The lower molars of Guangnanodon are evidently characteristic of Eggysodontidae in their overall morphology. However, it differs from all three reliably established genera in the family in having moderately molarized lower premolars (p3-p4). Previously known Asian eggysodontids include the Late Eocene Proeggysodon and the Oligocene Allacerops. Guangnanodon is more derived than Proeggysodon in being larger and in having more extensively molarized lower premolars with relatively complete entolophids on p3-p4.

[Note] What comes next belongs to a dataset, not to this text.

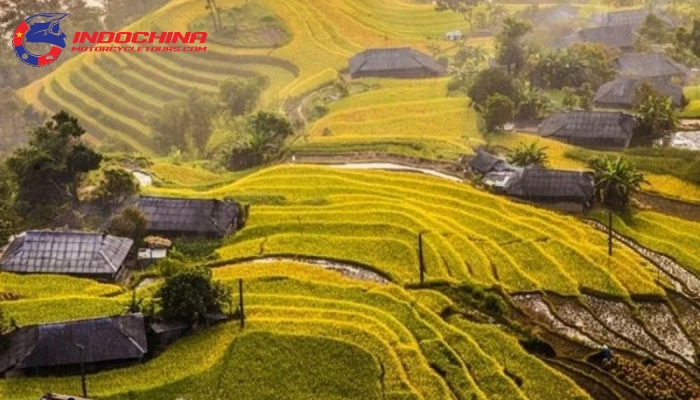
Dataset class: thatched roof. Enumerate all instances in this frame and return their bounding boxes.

The moderately molarized lower premolars of Guangnanodon suggest that this taxon is probably intermediate in age between Proeggysodon on the one hand and Eggysodon and Allacerops on the other. In Asia, Proeggysodon was unearthed in Upper Eocene sediments, while Allacerops is from the Lower Oligocene. The oldest specimens of Eggysodon are from the lowermost Oligocene (MP1) of Europe. Accordingly, Guangnanodon is probably latest Eocene in age, making it younger than the other specimens from the Guangnan Basin. Accordingly, the Yanshan Formation, at least, contains sediments of ages that range from late Middle Eocene to latest Eocene.